多くの人が「民主主義を守りたい」という思いを持っていますが、“どこからが問題か”という一線が人によって大きく違うことを、データとして可視化したのです。

この一線の違いが積み重なると、社会全体として気づかないうちに権力集中を許容する“土壌”ができあがる可能性があります。

世界各国でポピュリストリーダーや極端な政治の動きが増えるなか、この研究は“民主主義を支える意識の共有”こそが、徐々に権力が集中する事態を食い止めるカギだと強く示唆しています。

民主主義を守るために必要なこと

民主主義者が民主主義的に民主主義を殺す仕組み
民主主義者が民主主義的に民主主義を殺す仕組み / Credit:Canva

こうした結果から見えてくるのは、選挙で選ばれたリーダーが少しずつ権力を集中させていくような場合でも、「それは民主主義に反する」とすぐに察知して行動できる人たちがいる一方で、「多数決で選ばれたなら、ある程度強権的でも問題ない」と感じる人も確かに存在しているという現実です。

多くの人が「民主主義は大切」と答えていても、具体的に“どのレベルまでのリーダーの強硬策を容認するか”となると、びっくりするほど多様な意見が出てくるわけです。

こうした意識のズレが蓄積されると、社会全体ではリベラルなチェック機能――たとえば司法やメディアの独立――の弱体化が徐々に進んでも、大半の有権者が「これも民主主義の一形態だろう」と受け止めてしまう恐れがあります。
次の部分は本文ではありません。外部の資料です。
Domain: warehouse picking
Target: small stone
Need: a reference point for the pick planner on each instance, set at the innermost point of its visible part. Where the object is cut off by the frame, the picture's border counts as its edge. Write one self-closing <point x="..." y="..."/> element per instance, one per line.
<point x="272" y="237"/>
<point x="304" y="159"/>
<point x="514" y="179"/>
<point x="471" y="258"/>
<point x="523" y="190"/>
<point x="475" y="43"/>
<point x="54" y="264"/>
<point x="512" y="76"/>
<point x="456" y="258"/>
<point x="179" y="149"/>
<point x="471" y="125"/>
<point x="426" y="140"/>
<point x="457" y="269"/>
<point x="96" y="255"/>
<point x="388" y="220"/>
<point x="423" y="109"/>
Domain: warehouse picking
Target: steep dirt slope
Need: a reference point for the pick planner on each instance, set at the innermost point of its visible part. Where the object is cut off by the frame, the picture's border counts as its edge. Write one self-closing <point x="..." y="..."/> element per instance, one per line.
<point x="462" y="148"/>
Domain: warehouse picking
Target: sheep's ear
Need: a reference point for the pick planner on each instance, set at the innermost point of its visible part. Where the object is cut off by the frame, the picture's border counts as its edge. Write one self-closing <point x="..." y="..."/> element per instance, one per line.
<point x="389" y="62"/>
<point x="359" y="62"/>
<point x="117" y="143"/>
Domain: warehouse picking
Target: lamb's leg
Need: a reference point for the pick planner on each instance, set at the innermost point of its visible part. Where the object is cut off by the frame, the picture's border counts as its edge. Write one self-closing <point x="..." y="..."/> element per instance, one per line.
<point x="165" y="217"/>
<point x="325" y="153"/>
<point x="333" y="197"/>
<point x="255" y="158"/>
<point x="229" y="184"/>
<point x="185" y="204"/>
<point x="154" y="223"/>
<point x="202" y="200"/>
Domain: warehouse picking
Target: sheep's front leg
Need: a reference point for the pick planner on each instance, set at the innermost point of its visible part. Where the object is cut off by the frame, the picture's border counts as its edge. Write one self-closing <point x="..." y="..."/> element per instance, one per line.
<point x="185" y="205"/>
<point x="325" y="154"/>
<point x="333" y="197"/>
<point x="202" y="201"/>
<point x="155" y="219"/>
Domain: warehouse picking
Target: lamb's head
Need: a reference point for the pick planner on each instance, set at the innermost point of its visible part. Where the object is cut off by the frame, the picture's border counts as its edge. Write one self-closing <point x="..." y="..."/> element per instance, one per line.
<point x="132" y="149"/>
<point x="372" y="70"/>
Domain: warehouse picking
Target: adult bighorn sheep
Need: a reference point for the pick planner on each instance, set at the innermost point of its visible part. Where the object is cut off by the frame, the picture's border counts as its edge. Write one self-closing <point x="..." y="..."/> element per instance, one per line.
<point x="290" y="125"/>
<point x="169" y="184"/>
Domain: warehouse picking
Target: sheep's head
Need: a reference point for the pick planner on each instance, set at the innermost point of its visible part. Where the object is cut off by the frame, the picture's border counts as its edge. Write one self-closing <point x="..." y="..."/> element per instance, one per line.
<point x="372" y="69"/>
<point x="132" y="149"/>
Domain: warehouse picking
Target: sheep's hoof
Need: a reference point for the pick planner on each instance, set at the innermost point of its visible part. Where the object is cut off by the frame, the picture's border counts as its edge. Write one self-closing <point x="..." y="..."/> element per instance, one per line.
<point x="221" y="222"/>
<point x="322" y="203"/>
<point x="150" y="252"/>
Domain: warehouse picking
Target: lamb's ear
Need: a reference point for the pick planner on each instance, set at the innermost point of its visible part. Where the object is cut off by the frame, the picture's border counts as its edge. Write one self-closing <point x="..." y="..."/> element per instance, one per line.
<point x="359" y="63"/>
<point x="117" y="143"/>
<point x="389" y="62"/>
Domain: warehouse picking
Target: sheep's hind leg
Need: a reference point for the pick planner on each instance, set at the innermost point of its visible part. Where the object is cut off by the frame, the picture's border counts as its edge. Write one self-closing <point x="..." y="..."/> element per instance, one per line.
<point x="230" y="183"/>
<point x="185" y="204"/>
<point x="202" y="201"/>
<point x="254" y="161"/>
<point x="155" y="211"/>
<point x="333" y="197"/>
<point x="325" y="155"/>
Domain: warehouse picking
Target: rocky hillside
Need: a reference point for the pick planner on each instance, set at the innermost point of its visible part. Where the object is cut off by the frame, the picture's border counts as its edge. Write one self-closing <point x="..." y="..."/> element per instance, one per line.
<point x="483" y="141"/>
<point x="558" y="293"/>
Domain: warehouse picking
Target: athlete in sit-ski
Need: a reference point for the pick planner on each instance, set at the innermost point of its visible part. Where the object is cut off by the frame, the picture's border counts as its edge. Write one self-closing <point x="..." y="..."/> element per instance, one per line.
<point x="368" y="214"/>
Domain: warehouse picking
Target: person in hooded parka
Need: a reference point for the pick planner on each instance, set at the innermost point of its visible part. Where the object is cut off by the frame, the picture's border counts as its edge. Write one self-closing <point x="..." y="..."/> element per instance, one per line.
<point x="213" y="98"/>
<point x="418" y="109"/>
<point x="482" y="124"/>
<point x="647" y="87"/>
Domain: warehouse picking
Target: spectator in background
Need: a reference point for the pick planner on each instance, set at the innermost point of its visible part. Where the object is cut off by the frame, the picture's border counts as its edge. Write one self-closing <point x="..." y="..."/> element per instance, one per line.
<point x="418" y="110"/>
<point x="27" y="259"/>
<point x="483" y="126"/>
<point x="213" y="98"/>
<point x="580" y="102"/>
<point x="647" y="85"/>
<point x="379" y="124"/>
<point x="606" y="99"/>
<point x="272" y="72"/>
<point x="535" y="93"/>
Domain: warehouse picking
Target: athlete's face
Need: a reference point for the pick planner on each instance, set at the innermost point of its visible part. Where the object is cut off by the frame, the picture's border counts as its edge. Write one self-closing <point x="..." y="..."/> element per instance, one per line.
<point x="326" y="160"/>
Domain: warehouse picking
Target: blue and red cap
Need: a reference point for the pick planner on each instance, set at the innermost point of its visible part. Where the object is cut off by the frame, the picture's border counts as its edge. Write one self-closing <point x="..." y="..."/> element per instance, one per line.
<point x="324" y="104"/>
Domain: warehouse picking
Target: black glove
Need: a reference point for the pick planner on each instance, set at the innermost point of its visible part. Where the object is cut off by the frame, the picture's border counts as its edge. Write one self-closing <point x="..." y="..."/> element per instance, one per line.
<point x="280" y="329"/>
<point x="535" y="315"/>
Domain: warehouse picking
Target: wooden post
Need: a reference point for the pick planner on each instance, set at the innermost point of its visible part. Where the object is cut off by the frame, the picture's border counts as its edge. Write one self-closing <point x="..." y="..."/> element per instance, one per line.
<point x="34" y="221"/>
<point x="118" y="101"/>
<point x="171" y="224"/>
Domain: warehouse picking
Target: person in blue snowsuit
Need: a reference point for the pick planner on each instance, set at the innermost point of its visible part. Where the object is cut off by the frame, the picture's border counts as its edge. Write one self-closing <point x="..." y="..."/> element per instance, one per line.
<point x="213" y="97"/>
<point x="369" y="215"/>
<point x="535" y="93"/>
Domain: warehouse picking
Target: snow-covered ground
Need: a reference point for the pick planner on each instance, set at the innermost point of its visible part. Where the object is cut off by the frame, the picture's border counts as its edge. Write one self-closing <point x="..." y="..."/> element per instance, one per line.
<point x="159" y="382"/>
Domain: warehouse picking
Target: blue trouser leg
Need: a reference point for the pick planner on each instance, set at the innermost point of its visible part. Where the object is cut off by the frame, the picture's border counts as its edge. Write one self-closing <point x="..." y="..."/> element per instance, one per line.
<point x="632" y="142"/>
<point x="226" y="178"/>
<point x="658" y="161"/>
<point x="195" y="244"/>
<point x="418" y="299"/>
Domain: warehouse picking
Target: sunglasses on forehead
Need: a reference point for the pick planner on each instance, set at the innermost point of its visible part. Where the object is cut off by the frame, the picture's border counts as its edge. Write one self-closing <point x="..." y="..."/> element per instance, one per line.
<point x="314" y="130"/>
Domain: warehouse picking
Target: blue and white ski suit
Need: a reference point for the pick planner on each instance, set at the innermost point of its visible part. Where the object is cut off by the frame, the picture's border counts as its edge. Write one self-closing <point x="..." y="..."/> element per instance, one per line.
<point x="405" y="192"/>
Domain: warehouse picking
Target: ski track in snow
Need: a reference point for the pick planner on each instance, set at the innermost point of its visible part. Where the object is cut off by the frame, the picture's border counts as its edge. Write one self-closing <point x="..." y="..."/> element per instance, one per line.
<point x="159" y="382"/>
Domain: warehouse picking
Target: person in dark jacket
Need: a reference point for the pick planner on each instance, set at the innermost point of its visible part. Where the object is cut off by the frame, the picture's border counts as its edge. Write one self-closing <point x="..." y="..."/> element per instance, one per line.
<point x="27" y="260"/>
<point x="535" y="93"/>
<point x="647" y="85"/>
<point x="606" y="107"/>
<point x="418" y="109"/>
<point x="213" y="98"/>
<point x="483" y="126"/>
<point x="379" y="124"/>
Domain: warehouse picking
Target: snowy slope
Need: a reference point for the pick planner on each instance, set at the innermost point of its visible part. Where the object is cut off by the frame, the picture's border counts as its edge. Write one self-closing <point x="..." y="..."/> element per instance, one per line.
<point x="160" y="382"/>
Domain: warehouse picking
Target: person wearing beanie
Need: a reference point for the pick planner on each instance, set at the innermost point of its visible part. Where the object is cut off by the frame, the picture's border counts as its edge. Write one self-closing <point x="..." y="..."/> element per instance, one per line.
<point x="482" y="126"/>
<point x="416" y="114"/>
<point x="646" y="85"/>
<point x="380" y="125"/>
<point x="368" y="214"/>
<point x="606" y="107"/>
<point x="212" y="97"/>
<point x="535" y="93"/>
言い換えれば、「民主主義はいいものだ」と思っていても、自分のなかで“許せるライン”が低いと、結果的に強権的なリーダーが長期政権を築く土壌を作ってしまうのです。

これは、歴史をふり返るとヒトラー政権などの例にも重なって見える部分でしょう。

一方で、今回の研究は“決して絶望的な結末ばかりではない”とも示唆します。

リベラルな民主主義観を持つ人は、自らが支持する政党の候補者であっても権威主義的な行動にはノーを突きつける傾向がありました。